Evaluating depression after TBI can be challenging. Several symptoms of depression, such as fatigue, attention/concentration problems, or difficulty with decision making, can be present, but it may be quite difficult to determine whether these are attributable to the injury itself (or its consequences, such as hospitalization) or to a psychological effect of the multiple stressors that characterize this condition. Our data show that fatigue, sleep disturbance, and psychomotor retardation, for example, are frequently observed in persons without depression (see Fig. 3). Interestingly, previous research has suggested that including symptoms such as fatigue or sleep disturbances does not lead to overdiagnosis of post-TBI depression.^28,43 However, our findings suggest that it may add to the difficulty clinicians have in deciding whether or not to attend to these symptoms, and whether they are part of a depressive syndrome. A careful evaluation of the cardinal symptoms of depression seems particularly important given that they may represent the beginning of a more serious condition.

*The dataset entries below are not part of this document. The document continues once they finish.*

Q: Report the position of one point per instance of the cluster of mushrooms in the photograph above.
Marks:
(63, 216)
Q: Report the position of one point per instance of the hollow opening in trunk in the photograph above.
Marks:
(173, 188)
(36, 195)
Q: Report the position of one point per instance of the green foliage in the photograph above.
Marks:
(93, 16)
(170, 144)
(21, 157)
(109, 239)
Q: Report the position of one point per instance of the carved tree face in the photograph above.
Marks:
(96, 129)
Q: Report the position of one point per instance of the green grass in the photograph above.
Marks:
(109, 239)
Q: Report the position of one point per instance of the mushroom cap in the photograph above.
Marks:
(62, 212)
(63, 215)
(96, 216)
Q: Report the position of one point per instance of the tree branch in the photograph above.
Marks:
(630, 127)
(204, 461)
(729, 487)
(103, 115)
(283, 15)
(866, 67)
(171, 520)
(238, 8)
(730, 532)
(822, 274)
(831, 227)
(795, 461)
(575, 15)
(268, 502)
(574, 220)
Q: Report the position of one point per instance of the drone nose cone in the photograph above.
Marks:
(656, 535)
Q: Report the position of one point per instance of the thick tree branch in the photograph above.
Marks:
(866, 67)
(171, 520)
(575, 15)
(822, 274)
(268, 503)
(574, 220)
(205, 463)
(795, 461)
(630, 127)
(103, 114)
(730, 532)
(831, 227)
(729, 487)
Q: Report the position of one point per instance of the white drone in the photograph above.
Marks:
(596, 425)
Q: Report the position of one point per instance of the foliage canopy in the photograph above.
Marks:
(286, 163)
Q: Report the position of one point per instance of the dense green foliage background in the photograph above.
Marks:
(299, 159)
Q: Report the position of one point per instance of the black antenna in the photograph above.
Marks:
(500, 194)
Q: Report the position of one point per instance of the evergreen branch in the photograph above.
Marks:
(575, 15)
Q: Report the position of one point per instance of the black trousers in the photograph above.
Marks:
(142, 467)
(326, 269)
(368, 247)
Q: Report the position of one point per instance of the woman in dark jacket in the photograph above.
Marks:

Although previous studies did not find a link between depression and injury severity,^{9,17,18,41,44,45} we observed that individuals with milder injuries were more frequently depressed in the early months post-injury. The fact that not all of these studies have prospectively studied depression at different time points during the first year post-injury may explain this discrepancy. In our study, the percentage of persons suffering from major DE was twice as high in the mild subgroup compared to the moderate/severe subgroup at the 4-month assessment, but this difference lessened at the subsequent time points. A greater awareness about TBI-related changes in persons with milder injuries compared to more severe cases,^21,22 prompter return home and to activity, and possibly less access to services may partly explain these findings. Persons with mild TBI are often conscious and bothered by the subtle difficulties they are experiencing while reintegrating their pre-injury activities,⁴⁶ although the current data cannot corroborate this assumption because self-awareness/anosognosia was not formally assessed. In many cases, return to activity is rapid and does not allow for a gradual habituation to lingering symptoms, thus possibly enhancing psychological distress. Because most patients with mild TBI do not receive rehabilitation care or are not systematically followed up, it potentially reduces the possibility of their mental health issues being identified and treated.

The effect of past history of major depression on the incidence of DE was clear in our study, with rates more than 3 times higher as compared to those without antecedents. This result is in line with those from a previous prospective study,⁴⁰ which observed that a history of a depressive disorder increased by 5.25 times the odds of suffering from major depression post-injury. These data call for effective evaluations of pre-injury psychiatric histories to help identify patients at increased risk of developing a depressive disorder after TBI.

Our trajectories indicate that 52% of persons who reported a major DE will still fulfill the criteria for the same diagnosis at an assessment taking place 4 months later. Further, 38% of individuals fulfilling the criteria for minor depression will go on to develop major depression within the next 4 months, confirming that this subthreshold form of depression must be taken very seriously. On a more positive note, trajectories do indicate that almost half (46%) of all individuals who suffer either a major or a minor DE no longer fulfill diagnostic criteria for a DE 4 months later (although it cannot be excluded that a relapse could occur in the future).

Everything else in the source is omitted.